Тем временем доктор Блюментрост продолжал спрашивать стрельца:
– С какого дня в обучении в лекарской школе?
– С января пошел второй год, – отвечал рыжий, не понимая, зачем ректор чинит ему такой расспрос.
– Грамоту, до того как в школу пришел, знал?
– Псалтирь читал, – ответил Григорий.
– Латынь разумеешь? – последовал следующий вопрос.
Стрелец наклонил голову, сгримасничал и стеснительно проговорил:
– Не борзо, но буквы разбираю, да и вообще, не язык это, а каверза одна.
– Значит, на эту неделю ты был назначен дежурным по раздаче лекарского снадобья и ухода за ранеными стрельцами, так?
Блюментрост пытливо сверлил здоровяка глазами.
– Ну так! Знамо, что я, а я и не отрицаю, – грубо ответил Григорий и вопросительно посмотрел на товарищей, как бы ища у них поддержки: «И чо он ко мне привязался?»
– А тебе известно, – продолжал свой расспрос ректор, – что по приказу главы Аптекарского приказа боярина Никиты Ивановича Одоевского в лечебных палатах день и ночь должен находиться дежурный подлекарь для дачи больным нутряными болезнями лечебного снадобья, а также, чтобы раненым, покалеченным, и обожженным делать примочки на раны и перевязывать их? – Ректор выдержал непродолжительную паузу – только для того, чтобы вся информация могла дойти до сознания стрельца. Затем продолжал: – Ты был назначен дежурным, но тебя не было в палатах всю неделю. Почему? Чем ты можешь оправдать свое отсутствие, почему раненые всю неделю не имели ни ежедневных промываний, ни перевязок и положенных им царской милостью бесплатных лечебных снадобий?

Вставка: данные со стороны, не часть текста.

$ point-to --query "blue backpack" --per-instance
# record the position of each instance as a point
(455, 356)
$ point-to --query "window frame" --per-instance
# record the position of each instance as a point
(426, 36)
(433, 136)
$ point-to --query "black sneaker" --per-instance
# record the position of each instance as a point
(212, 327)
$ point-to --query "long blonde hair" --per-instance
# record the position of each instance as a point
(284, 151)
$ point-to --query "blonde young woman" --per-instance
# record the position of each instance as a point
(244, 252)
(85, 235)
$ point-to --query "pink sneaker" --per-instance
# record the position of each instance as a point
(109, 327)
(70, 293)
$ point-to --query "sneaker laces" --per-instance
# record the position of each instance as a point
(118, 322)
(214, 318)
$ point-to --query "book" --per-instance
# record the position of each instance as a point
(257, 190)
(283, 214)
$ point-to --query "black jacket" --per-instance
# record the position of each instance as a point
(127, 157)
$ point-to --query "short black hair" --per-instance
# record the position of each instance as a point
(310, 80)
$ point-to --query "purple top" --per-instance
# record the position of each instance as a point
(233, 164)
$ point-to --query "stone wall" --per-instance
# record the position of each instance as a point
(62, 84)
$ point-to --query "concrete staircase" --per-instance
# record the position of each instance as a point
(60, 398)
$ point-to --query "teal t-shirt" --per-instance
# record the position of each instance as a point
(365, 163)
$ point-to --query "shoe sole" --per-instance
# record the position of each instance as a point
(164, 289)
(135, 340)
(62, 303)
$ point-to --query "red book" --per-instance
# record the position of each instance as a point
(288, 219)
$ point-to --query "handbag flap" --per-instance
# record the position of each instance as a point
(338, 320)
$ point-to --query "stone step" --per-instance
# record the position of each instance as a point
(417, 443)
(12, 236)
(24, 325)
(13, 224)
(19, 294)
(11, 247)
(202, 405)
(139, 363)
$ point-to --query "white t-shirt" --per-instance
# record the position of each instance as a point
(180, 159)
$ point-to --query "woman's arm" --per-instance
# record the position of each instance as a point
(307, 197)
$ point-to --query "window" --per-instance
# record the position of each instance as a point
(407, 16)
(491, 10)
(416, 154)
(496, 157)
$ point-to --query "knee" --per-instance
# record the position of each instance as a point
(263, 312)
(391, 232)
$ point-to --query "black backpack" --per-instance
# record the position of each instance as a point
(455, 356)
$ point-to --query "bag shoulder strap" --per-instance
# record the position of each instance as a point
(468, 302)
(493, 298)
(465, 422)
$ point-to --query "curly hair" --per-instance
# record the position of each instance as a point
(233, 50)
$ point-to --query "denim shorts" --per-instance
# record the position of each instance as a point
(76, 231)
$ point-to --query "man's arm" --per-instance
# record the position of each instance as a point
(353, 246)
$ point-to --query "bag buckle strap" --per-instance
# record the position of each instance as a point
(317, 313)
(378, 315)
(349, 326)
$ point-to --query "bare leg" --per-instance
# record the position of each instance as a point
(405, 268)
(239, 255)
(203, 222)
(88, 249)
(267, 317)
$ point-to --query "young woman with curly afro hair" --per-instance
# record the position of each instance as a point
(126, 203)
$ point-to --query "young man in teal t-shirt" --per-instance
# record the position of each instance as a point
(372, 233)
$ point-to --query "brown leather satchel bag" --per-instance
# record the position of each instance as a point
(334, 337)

Все движения и шорохи в зале стихли. Пауза была недолгой, но Петру показалась она вечностью. Стрелец Григорий застыл в раздумье, на его массивных скулах, прикрытых нечесаной бородой, перекатывались желваки, злые глаза судорожно бегали, а правая рука нервно скоблила жесткими ногтями левую ладонь.
– Отвечай, стрелец Григорий. Оправдывайся! – торопил его Блюментрост.

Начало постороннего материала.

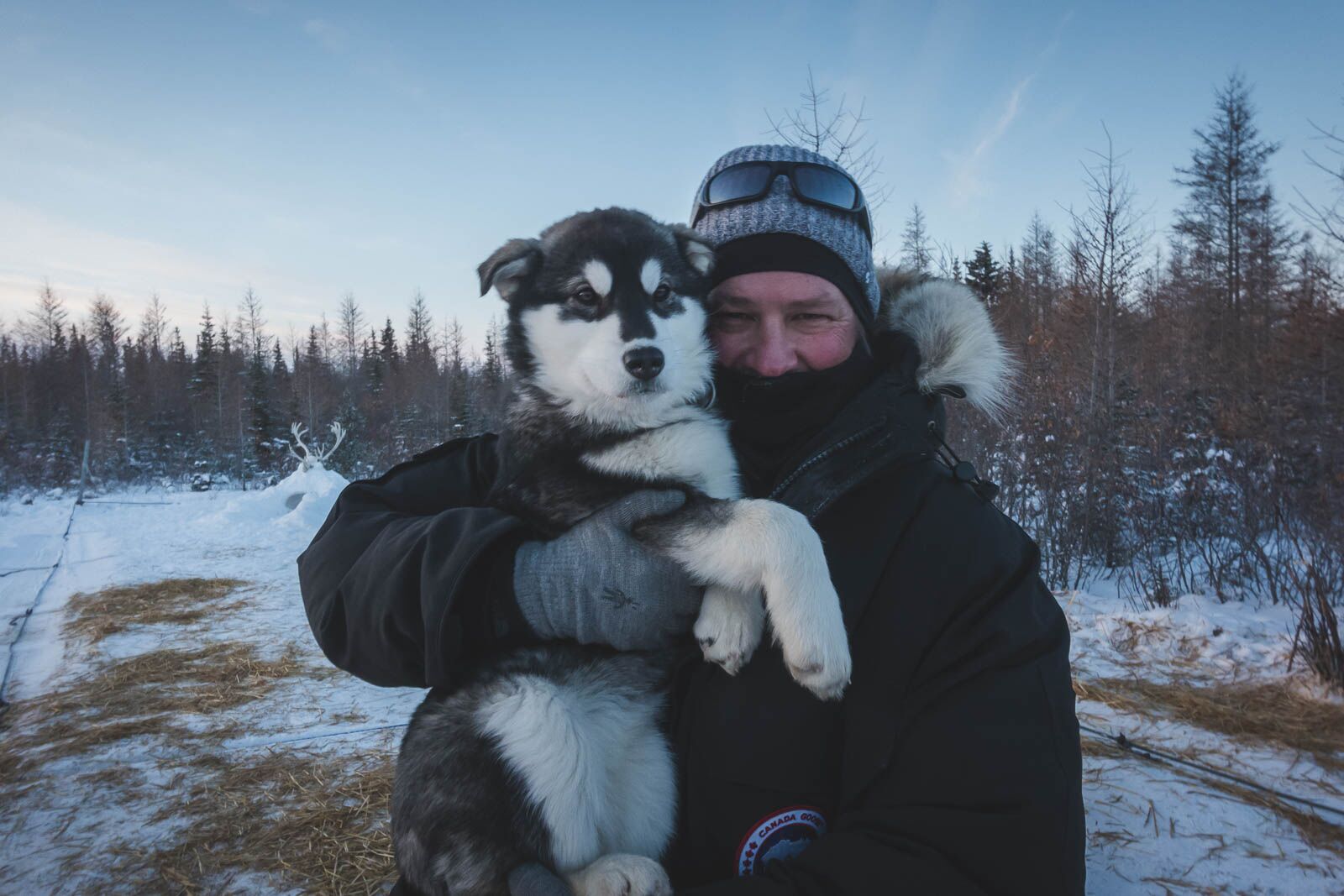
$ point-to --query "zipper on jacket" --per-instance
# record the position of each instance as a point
(816, 458)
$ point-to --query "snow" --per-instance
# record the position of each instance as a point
(1151, 828)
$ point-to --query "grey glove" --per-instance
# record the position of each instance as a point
(598, 584)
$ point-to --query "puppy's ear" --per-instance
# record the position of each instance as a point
(696, 248)
(510, 266)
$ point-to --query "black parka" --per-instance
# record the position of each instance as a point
(952, 765)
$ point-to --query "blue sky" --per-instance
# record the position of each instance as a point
(308, 149)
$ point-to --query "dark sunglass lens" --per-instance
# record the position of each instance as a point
(826, 186)
(738, 181)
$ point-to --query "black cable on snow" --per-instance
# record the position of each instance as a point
(1153, 754)
(27, 614)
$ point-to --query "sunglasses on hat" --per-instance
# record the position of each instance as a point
(812, 183)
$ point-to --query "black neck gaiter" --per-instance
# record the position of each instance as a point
(773, 418)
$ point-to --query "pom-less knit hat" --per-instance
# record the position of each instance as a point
(754, 235)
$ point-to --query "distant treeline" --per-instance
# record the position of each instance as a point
(1180, 407)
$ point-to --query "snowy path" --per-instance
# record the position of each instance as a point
(1152, 829)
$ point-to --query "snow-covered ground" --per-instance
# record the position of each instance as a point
(1151, 828)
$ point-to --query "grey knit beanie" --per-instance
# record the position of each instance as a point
(783, 212)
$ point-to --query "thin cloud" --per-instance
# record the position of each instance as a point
(328, 35)
(967, 183)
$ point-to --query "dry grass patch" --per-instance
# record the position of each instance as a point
(148, 694)
(1317, 832)
(316, 821)
(1270, 712)
(168, 600)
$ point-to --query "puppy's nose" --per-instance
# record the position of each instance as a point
(644, 363)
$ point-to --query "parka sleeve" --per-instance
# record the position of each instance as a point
(961, 741)
(405, 582)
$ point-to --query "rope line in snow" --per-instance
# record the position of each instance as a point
(329, 734)
(27, 614)
(1153, 754)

Перестав чесать ладонь, Григорий запустил в копну рыжих волос огромную пятерню и смущенно проговорил:
– Все мази, пластыри и всякие настойки, которые противу гноя и которые алхимист Васька Шилов получает из Новой аптеки, у него закончились. Вот я и ждал дома, когда он новые травы приготовит, чтобы я смог отнести их в кокторий и алхимист-аптекарь приготовил бы из них мне новое снадобье.

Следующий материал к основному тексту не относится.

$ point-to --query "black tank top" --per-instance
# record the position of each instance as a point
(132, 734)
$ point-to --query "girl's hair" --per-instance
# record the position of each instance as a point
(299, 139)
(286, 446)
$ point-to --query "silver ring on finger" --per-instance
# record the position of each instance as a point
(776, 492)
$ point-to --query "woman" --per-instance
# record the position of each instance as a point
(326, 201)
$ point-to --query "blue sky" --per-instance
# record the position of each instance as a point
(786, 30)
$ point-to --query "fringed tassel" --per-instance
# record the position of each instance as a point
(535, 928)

– Вот как? – удивился доктор Блюментрост. – Какие же травы закончились у алхимиста Шилова? Назови мне их латинские названия. – Блюментрост прищурил глаза и внимательно смотрел на стрельца.
– Забыл я, как они называются, – отворачиваясь от пронзительного взгляда доктора, смущенно ответил стрелец, продолжая чесать голову.
– Если ты забыл названия, то какие же травы ты собирался отнести в кокторий Новой аптеки, чтобы алхимист-аптекарь приготовил тебе нужное снадобье? Как же ты вообще собирался лечить своих товарищей, если не помнишь, из каких трав готовится лекарство противу гноя?!
Григорий вдруг насупился, глаза его засверкали гневом, он встрепенулся, расправил в сажень свои плечи и, дернув головой, с сарказмом проговорил:
– Товарищей?! Это кто же, Данилка-то Кикин, десятский с кривой рожей мне товарищ? – И он ногтями правой руки поскреб левую щеку с такой силой, что на всех рядах был слышан скрип волос, проскальзывающих между ногтями и подушечками пальцев. – Хорош товарищ! А то, что он, сучье отродье, еще до войны с басурманами на Кремлевском торгу воровством и подлогом промышлял и десятки невинных душ загубил… за это его надо было лечить.
Стрелец встал, оперся о стол обеими руками и зло, в упор смотря на доктора Блюментроста, проговорил:
– Моей женке Марфутке, царствие ей небесное, – Гришка повернулся в красный угол и трижды с поклоном перекрестился, – этот гад подсунул свою мошну с медяками и подал на нее ябеду в Земский приказ, что, мол, женка Васьки Башкина Марфутка на торгу у него мошну с серебром украла. Тут же бабу забрали на расспрос в приказ. Обыскали – ничего не нашли, послали человека в лавку на торг. Там под доской завернутая в тряпицу лежала мошна собаки Кикина с медными копейками. А когда посыльный вернулся в приказ, показать, что мошна Кикина с медяками никуда не пропала, Марфутку уже изломали на дыбе напрочь, так и кончилась жонка прямо там без покаяния. И я этого аспида должен считать своим товарищем, да еще лечить его, лекарство ему давать?! – злобно выкрикнул стрелец. – Да благодарение Господу, что этот изверг издох, сволочь!